Study Models for Chlamydia trachomatis Infection of the Female Reproductive Tract

Round 1

Reviewer 1 Report

Comments and Suggestions for Authors

Dear Authors,

I read the manuscript "Study Models for Chlamydia trachomatis infection of the female reproductive tract

Jaehyeon Kim et al. In general, the paper is interesting even though the literature contains many similar reviews. However, the manuscript should be improved in some details for a possible publication.

Criticism

1. to be more detailed, the Chlamydia Spp cycle should also include the ‘aberrant corpuscles’ that came from the reticulated bodies  that do not transform into the elementary bodies; this condition explains Chlamydial persistence and the development of chronic clinical chronic forms. Please read and cite Beatty WL, Morrison RP, Byrne GI (1994) Persistent Chlamydiae: from cell culture to a paradigm for Chlamydial pathogenesis. Microbiol Rev 58(4):686–699; Behrens-Baumann W (2007) Chlamydial diseases of the eye. A short overview. Ophthalmologe

104(1):28–34.

2. Authors state that "A key limitation is that Ct does not naturally infect mice, making it difficult to fully 

replicate the progression of disease seen in humans". Please, add one or two references.

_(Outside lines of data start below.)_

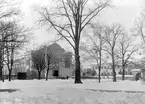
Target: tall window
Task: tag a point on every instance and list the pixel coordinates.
(67, 62)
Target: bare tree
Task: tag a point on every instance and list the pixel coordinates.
(97, 40)
(111, 37)
(52, 58)
(7, 12)
(15, 37)
(69, 18)
(126, 48)
(139, 27)
(38, 59)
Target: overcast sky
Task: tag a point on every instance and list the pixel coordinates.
(124, 12)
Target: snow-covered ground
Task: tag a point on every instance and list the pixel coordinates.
(66, 92)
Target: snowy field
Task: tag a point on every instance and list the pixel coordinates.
(66, 92)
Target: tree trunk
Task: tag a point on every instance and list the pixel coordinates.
(113, 68)
(1, 67)
(99, 74)
(123, 73)
(48, 64)
(47, 73)
(39, 75)
(77, 64)
(100, 59)
(10, 72)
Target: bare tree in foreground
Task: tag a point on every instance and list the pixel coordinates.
(52, 58)
(126, 48)
(111, 37)
(139, 27)
(7, 12)
(69, 18)
(15, 38)
(38, 59)
(97, 40)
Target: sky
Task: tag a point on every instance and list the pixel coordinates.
(123, 12)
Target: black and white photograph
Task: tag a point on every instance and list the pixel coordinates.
(72, 51)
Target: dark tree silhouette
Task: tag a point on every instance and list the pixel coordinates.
(38, 59)
(69, 18)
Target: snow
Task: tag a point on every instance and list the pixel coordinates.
(66, 92)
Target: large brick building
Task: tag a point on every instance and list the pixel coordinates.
(63, 67)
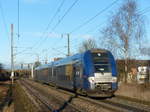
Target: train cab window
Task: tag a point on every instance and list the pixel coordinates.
(101, 62)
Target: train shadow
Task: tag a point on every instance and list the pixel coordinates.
(66, 103)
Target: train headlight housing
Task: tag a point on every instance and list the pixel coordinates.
(114, 79)
(92, 82)
(91, 79)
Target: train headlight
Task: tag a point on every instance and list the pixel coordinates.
(114, 79)
(91, 79)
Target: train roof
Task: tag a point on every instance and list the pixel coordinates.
(69, 59)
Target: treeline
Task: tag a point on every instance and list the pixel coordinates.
(131, 63)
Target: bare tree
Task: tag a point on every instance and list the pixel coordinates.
(145, 51)
(36, 64)
(124, 28)
(87, 45)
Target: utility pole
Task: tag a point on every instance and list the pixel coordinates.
(12, 55)
(68, 44)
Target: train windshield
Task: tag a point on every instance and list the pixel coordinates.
(101, 62)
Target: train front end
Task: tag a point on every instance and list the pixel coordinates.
(102, 79)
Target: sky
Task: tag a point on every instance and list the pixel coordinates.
(43, 32)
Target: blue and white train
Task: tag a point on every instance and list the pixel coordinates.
(92, 73)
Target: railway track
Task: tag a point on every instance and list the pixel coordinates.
(46, 105)
(108, 105)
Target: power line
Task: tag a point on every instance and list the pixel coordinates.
(65, 14)
(68, 10)
(18, 18)
(4, 20)
(48, 25)
(92, 18)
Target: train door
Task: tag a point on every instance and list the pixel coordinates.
(77, 80)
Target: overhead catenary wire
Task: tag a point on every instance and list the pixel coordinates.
(18, 19)
(4, 21)
(39, 43)
(68, 10)
(64, 15)
(92, 18)
(46, 29)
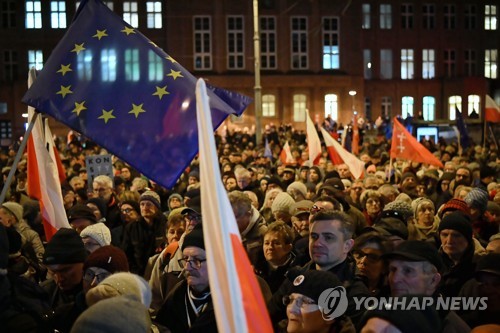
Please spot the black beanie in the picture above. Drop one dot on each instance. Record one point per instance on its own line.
(194, 238)
(65, 247)
(459, 222)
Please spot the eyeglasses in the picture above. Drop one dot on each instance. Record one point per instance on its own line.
(301, 301)
(370, 257)
(195, 263)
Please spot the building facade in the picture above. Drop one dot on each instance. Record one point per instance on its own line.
(376, 58)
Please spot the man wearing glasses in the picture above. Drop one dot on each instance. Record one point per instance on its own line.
(189, 305)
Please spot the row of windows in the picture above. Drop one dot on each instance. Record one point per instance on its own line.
(331, 106)
(428, 16)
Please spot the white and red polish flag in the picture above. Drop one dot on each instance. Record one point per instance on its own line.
(238, 302)
(339, 155)
(44, 174)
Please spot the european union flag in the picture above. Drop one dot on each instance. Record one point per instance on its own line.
(112, 84)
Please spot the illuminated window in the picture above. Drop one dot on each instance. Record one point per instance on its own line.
(268, 56)
(407, 106)
(331, 54)
(299, 107)
(33, 14)
(235, 42)
(130, 13)
(154, 19)
(268, 106)
(108, 65)
(332, 106)
(35, 59)
(132, 68)
(429, 108)
(58, 14)
(202, 43)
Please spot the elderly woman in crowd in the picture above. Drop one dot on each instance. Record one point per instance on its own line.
(372, 203)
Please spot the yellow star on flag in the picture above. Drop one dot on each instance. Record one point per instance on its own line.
(128, 30)
(106, 115)
(64, 91)
(160, 91)
(137, 109)
(171, 59)
(64, 69)
(78, 48)
(100, 33)
(175, 74)
(79, 107)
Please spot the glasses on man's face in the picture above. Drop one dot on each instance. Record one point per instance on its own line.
(195, 263)
(301, 301)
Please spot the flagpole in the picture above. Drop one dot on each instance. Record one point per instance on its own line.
(18, 158)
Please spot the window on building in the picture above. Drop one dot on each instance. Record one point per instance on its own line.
(331, 53)
(429, 108)
(428, 64)
(385, 16)
(428, 16)
(470, 16)
(154, 15)
(84, 65)
(367, 64)
(35, 59)
(108, 65)
(450, 62)
(268, 106)
(366, 15)
(454, 103)
(58, 14)
(235, 42)
(268, 56)
(386, 107)
(491, 63)
(386, 64)
(473, 106)
(407, 16)
(450, 16)
(33, 14)
(407, 64)
(470, 63)
(8, 13)
(202, 42)
(490, 17)
(155, 64)
(299, 43)
(331, 106)
(130, 14)
(132, 65)
(299, 107)
(10, 63)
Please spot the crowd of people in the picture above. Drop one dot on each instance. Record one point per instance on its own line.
(134, 258)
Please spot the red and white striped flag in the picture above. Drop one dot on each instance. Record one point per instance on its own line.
(238, 302)
(339, 155)
(43, 175)
(313, 143)
(286, 156)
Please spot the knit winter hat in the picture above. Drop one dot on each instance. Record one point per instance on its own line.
(477, 198)
(65, 247)
(109, 257)
(459, 222)
(152, 197)
(118, 314)
(98, 232)
(298, 186)
(118, 284)
(282, 203)
(15, 209)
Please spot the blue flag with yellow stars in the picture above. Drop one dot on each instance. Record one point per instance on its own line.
(110, 83)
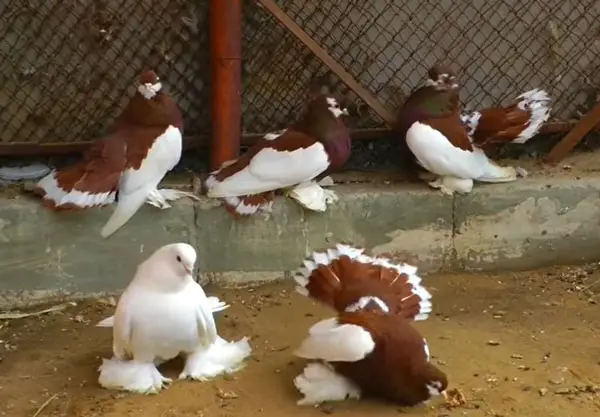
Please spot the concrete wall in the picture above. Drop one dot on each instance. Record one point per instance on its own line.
(522, 225)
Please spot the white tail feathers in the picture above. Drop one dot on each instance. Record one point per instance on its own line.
(127, 206)
(381, 280)
(313, 196)
(141, 378)
(319, 383)
(537, 102)
(219, 358)
(491, 171)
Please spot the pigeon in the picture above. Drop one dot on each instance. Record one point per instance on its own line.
(438, 138)
(162, 314)
(370, 348)
(296, 161)
(515, 123)
(127, 165)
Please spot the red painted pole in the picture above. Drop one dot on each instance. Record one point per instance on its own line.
(226, 79)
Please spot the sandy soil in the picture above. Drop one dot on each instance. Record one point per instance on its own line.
(516, 344)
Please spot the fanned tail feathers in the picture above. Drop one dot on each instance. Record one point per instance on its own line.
(347, 279)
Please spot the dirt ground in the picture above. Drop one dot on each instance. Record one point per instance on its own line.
(516, 344)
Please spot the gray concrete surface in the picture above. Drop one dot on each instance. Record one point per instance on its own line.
(523, 225)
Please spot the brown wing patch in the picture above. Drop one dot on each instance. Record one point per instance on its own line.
(98, 173)
(246, 206)
(500, 124)
(453, 129)
(397, 369)
(139, 141)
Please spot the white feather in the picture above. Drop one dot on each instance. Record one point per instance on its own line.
(141, 378)
(214, 304)
(436, 154)
(222, 357)
(271, 170)
(331, 342)
(136, 185)
(364, 301)
(318, 383)
(426, 347)
(162, 314)
(538, 103)
(79, 198)
(312, 196)
(321, 258)
(357, 254)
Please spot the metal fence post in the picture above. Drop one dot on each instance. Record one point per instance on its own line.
(226, 85)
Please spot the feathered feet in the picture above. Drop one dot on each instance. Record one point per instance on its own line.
(313, 196)
(160, 198)
(222, 357)
(132, 376)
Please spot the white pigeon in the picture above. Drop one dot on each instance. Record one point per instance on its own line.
(164, 313)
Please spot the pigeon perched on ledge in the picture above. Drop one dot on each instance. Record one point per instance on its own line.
(437, 137)
(127, 165)
(294, 161)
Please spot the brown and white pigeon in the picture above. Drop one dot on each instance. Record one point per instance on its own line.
(370, 348)
(439, 140)
(127, 165)
(296, 160)
(515, 123)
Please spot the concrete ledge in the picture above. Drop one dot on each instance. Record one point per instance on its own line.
(522, 225)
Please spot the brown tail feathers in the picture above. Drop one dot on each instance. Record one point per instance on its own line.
(346, 279)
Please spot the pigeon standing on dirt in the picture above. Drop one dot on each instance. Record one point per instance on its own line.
(164, 313)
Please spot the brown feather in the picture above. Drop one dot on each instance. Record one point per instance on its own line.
(397, 369)
(344, 281)
(132, 135)
(500, 125)
(453, 129)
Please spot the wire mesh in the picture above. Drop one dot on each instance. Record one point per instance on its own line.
(499, 48)
(67, 68)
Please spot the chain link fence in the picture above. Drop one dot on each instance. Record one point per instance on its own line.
(67, 68)
(500, 48)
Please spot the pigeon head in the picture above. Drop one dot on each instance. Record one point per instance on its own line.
(442, 77)
(175, 261)
(327, 106)
(149, 85)
(183, 257)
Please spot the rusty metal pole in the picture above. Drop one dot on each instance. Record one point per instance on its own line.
(226, 79)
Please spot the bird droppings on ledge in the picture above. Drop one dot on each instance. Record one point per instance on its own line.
(57, 353)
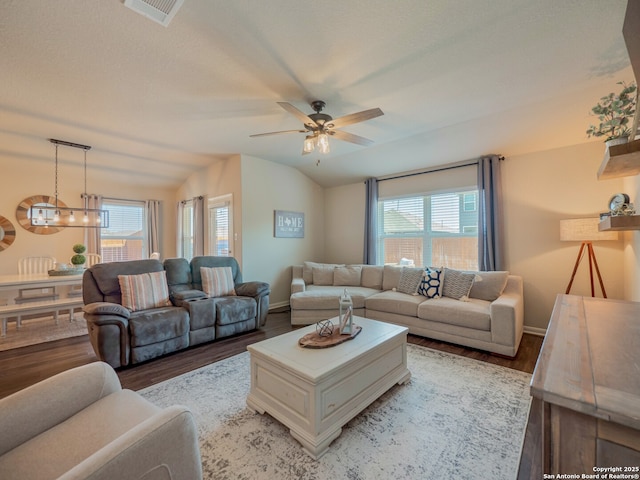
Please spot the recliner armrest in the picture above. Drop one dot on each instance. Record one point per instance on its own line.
(106, 308)
(52, 401)
(252, 289)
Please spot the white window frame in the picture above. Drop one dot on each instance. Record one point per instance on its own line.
(115, 202)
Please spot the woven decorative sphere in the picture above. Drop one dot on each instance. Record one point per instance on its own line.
(324, 328)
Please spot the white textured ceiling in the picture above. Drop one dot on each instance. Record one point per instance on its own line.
(455, 79)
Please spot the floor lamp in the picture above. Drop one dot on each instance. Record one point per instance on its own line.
(585, 230)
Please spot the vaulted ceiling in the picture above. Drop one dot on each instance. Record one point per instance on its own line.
(455, 79)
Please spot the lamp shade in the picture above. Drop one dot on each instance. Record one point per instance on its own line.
(584, 230)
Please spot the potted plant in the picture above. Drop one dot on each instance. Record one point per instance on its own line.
(615, 112)
(78, 259)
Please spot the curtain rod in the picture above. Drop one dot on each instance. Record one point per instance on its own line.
(441, 169)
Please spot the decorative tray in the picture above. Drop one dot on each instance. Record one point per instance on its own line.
(314, 340)
(70, 271)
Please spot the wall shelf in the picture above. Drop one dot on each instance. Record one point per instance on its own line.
(620, 161)
(620, 222)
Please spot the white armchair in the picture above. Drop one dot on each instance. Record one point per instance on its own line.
(80, 424)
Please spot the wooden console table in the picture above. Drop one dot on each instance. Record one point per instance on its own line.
(588, 378)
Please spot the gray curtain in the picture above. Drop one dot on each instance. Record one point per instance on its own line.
(198, 226)
(153, 222)
(92, 235)
(371, 221)
(490, 216)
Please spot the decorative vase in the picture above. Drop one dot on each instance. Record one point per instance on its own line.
(617, 141)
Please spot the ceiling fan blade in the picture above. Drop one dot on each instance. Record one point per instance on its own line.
(297, 113)
(277, 133)
(355, 118)
(350, 137)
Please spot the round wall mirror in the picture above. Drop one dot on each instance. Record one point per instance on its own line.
(24, 218)
(7, 233)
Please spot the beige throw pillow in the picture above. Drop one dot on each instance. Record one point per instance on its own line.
(348, 276)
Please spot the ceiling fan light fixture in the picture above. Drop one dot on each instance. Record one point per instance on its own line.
(309, 144)
(323, 143)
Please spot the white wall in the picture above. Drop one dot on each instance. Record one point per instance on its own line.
(540, 189)
(632, 244)
(22, 178)
(268, 186)
(344, 223)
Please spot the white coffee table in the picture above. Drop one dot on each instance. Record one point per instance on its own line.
(314, 392)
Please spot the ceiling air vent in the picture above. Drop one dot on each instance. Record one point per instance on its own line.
(161, 11)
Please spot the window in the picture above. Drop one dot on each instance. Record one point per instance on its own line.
(470, 202)
(125, 238)
(221, 226)
(187, 231)
(435, 230)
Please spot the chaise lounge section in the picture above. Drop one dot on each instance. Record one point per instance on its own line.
(490, 316)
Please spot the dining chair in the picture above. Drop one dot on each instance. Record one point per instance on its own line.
(31, 266)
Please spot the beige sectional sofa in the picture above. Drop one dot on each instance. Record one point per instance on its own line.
(489, 317)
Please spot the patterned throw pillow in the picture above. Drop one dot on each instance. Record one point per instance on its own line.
(457, 284)
(431, 283)
(217, 281)
(410, 279)
(147, 290)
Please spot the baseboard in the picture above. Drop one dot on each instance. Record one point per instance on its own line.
(541, 332)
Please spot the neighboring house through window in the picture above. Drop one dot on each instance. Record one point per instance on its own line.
(429, 230)
(125, 238)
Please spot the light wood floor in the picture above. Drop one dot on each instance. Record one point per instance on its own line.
(25, 366)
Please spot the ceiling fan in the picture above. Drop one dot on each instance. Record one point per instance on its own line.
(319, 126)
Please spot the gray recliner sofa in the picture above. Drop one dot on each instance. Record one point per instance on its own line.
(122, 337)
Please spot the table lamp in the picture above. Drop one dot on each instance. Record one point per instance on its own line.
(585, 230)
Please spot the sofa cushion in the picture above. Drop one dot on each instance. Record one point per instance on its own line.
(410, 279)
(322, 275)
(372, 276)
(144, 291)
(235, 309)
(327, 298)
(348, 276)
(217, 281)
(158, 325)
(391, 277)
(457, 284)
(471, 314)
(431, 284)
(394, 302)
(307, 270)
(488, 285)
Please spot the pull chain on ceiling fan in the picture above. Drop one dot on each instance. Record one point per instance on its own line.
(319, 126)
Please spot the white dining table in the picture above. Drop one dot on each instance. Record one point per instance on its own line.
(37, 280)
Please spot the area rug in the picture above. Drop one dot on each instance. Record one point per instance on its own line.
(42, 330)
(456, 418)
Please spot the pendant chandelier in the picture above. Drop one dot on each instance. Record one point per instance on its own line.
(55, 215)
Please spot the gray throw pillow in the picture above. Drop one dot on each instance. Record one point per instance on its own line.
(410, 279)
(457, 284)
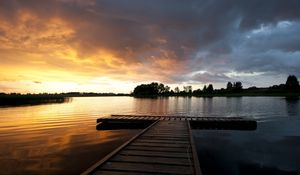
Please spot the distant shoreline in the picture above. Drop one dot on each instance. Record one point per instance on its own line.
(9, 100)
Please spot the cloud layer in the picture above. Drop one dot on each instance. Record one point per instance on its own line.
(172, 41)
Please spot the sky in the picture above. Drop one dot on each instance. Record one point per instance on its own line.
(114, 45)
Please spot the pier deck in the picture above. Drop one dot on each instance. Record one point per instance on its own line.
(165, 147)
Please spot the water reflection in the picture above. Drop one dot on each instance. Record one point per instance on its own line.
(61, 138)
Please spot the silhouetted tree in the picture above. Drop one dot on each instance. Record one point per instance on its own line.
(210, 89)
(292, 83)
(204, 89)
(187, 89)
(229, 86)
(237, 86)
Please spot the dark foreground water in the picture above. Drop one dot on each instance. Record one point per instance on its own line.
(62, 138)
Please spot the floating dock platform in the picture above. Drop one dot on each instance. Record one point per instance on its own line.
(164, 146)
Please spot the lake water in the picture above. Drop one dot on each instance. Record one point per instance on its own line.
(62, 138)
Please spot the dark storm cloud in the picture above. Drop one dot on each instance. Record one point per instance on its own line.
(208, 35)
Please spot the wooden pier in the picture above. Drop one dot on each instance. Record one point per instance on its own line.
(164, 147)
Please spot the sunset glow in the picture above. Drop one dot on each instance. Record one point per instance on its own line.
(105, 46)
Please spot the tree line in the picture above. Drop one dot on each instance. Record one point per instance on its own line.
(232, 88)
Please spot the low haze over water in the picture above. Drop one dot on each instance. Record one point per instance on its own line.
(62, 138)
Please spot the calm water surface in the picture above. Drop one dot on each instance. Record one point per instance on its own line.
(62, 139)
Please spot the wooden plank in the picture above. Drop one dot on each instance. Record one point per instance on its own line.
(97, 164)
(164, 138)
(154, 154)
(112, 172)
(162, 141)
(153, 160)
(166, 149)
(145, 168)
(161, 145)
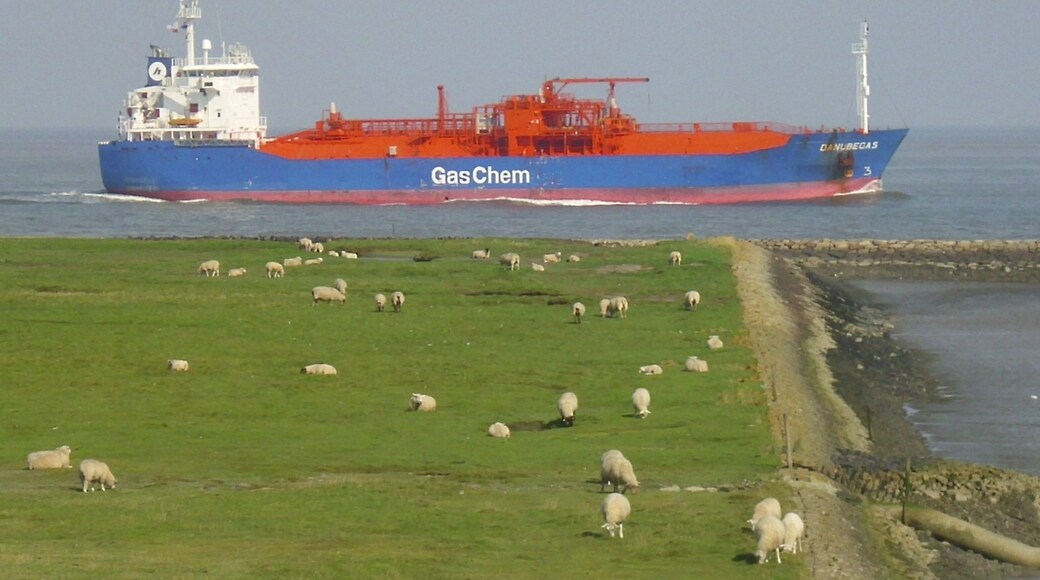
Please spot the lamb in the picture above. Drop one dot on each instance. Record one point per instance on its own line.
(512, 260)
(578, 311)
(92, 471)
(615, 509)
(52, 458)
(696, 365)
(209, 268)
(568, 406)
(327, 294)
(641, 402)
(422, 402)
(770, 532)
(500, 430)
(691, 299)
(794, 528)
(318, 368)
(274, 269)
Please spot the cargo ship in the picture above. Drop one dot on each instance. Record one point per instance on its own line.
(195, 132)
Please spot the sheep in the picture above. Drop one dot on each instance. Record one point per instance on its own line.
(691, 299)
(641, 402)
(568, 406)
(578, 311)
(696, 365)
(511, 260)
(500, 430)
(422, 402)
(770, 532)
(52, 458)
(209, 268)
(327, 294)
(92, 471)
(274, 269)
(794, 528)
(318, 368)
(615, 510)
(769, 506)
(651, 369)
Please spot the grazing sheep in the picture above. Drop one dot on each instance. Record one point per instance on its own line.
(691, 299)
(651, 369)
(770, 532)
(615, 509)
(568, 406)
(274, 269)
(641, 402)
(327, 294)
(794, 528)
(209, 268)
(52, 458)
(93, 471)
(500, 430)
(512, 260)
(318, 368)
(422, 402)
(769, 506)
(696, 365)
(578, 311)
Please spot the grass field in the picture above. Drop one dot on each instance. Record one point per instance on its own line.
(243, 467)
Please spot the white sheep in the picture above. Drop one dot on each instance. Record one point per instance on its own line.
(274, 269)
(318, 368)
(696, 365)
(770, 532)
(578, 311)
(52, 458)
(641, 402)
(567, 404)
(422, 402)
(794, 528)
(92, 471)
(511, 260)
(691, 299)
(327, 294)
(209, 268)
(500, 430)
(615, 510)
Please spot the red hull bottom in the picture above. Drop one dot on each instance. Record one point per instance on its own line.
(711, 195)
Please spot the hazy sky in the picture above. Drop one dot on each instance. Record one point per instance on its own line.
(71, 62)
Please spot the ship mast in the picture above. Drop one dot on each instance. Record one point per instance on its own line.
(862, 88)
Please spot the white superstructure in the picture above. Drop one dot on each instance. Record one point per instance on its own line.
(211, 98)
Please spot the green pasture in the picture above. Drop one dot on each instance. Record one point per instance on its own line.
(243, 467)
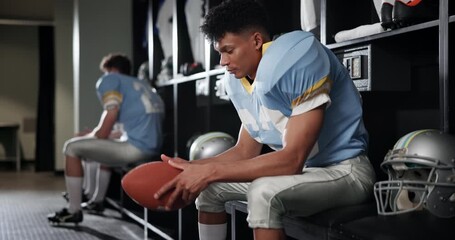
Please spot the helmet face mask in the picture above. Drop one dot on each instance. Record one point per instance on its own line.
(421, 170)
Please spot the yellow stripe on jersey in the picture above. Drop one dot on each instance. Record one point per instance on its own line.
(246, 84)
(322, 86)
(112, 96)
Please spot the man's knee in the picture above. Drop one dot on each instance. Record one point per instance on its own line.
(209, 200)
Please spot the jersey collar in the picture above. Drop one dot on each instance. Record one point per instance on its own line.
(246, 84)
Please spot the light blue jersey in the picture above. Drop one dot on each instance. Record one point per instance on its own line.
(296, 74)
(141, 109)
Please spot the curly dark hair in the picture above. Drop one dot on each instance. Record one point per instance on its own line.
(235, 16)
(116, 60)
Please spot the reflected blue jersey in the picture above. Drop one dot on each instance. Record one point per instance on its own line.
(141, 109)
(296, 74)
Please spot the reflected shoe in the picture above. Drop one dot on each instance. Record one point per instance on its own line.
(67, 199)
(386, 15)
(93, 207)
(63, 216)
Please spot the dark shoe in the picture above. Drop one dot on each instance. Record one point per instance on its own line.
(414, 12)
(93, 207)
(386, 16)
(66, 197)
(63, 216)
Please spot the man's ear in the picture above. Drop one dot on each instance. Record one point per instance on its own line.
(258, 40)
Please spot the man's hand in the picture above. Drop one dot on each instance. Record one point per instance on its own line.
(188, 184)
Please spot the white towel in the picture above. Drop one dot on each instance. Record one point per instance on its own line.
(309, 14)
(361, 31)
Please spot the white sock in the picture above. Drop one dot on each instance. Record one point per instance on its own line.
(74, 189)
(91, 178)
(103, 178)
(212, 231)
(84, 180)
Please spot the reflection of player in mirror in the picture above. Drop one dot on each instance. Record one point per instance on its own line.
(134, 105)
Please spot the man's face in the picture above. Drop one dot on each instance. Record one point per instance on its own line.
(240, 53)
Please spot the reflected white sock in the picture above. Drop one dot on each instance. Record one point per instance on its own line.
(90, 178)
(212, 231)
(74, 189)
(103, 177)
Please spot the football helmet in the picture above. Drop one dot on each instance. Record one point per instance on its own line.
(421, 175)
(210, 144)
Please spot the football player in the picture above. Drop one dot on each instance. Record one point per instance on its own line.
(294, 95)
(126, 101)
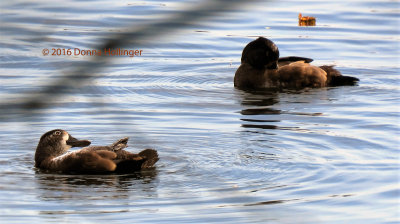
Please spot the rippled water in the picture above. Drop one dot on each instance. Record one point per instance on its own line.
(327, 155)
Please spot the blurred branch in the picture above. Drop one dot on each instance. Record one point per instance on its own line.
(135, 36)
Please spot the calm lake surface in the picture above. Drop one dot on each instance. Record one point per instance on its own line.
(327, 155)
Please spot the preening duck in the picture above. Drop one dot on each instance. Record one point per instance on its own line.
(52, 154)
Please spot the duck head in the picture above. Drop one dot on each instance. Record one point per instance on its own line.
(261, 53)
(55, 143)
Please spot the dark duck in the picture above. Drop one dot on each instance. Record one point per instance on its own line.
(52, 155)
(261, 67)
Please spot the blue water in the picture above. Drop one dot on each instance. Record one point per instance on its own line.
(327, 155)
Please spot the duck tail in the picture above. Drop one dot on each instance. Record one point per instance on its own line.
(335, 78)
(120, 144)
(151, 157)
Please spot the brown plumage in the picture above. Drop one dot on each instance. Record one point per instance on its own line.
(51, 154)
(261, 67)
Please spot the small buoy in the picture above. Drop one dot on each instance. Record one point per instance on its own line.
(306, 20)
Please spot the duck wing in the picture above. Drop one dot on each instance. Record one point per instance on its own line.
(126, 161)
(82, 161)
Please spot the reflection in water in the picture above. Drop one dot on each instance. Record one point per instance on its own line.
(77, 187)
(260, 102)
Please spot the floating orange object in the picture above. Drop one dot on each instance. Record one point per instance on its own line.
(306, 20)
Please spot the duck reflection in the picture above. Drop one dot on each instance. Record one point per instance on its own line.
(122, 186)
(258, 111)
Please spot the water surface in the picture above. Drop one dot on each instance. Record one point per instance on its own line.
(327, 155)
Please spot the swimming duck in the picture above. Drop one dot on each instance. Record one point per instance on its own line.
(51, 154)
(261, 67)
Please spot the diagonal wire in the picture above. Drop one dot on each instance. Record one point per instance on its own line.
(136, 36)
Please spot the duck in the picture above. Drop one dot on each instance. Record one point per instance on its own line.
(52, 155)
(261, 67)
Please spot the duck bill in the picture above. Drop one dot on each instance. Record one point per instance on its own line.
(73, 142)
(274, 65)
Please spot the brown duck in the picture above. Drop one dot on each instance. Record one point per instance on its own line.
(261, 67)
(51, 154)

3.line 154-155. 2.2. Porcine (Pig) models: this paragraph should be shortened (30%). Also, (line 183 .....) shorten the 2.3. Guinea pig models paragraph (30%).

4. A table should be built to highlight the differences of Chlamydia infection in the porcine models  as well as in mouse models and non-human primate models.

5. Figure 1 and 2 are fine

6. The paragraphs on cultivation aspects (3.1 and 3.2) should be shortened (20 %). 

7. Lines 402-405: this concept should also be deepened with reference to humans and moved into the discussion

Author Response

Comment 1: to be more detailed, the Chlamydia Spp cycle should also include the ‘aberrant corpuscles’ that came from the reticulated bodies that do not transform into the elementary bodies; this condition explains Chlamydial persistence and the development of chronic clinical chronic forms. Please read and cite Beatty WL, Morrison RP, Byrne GI (1994) Persistent Chlamydiae: from cell culture to a paradigm for Chlamydial pathogenesis. Microbiol Rev 58(4):686–699; Behrens-Baumann W (2007) Chlamydial diseases of the eye. A short overview. Ophthalmologe 104(1):28–34.

Response 1: We thank the author for noticing this oversight in our description of the Ct cycle. We have amended the text to include the additional suggested details and citations

Comment 2: Authors state that "A key limitation is that Ct does not naturally infect mice, making it difficult to fully replicate the progression of disease seen in humans". Please, add one or two references.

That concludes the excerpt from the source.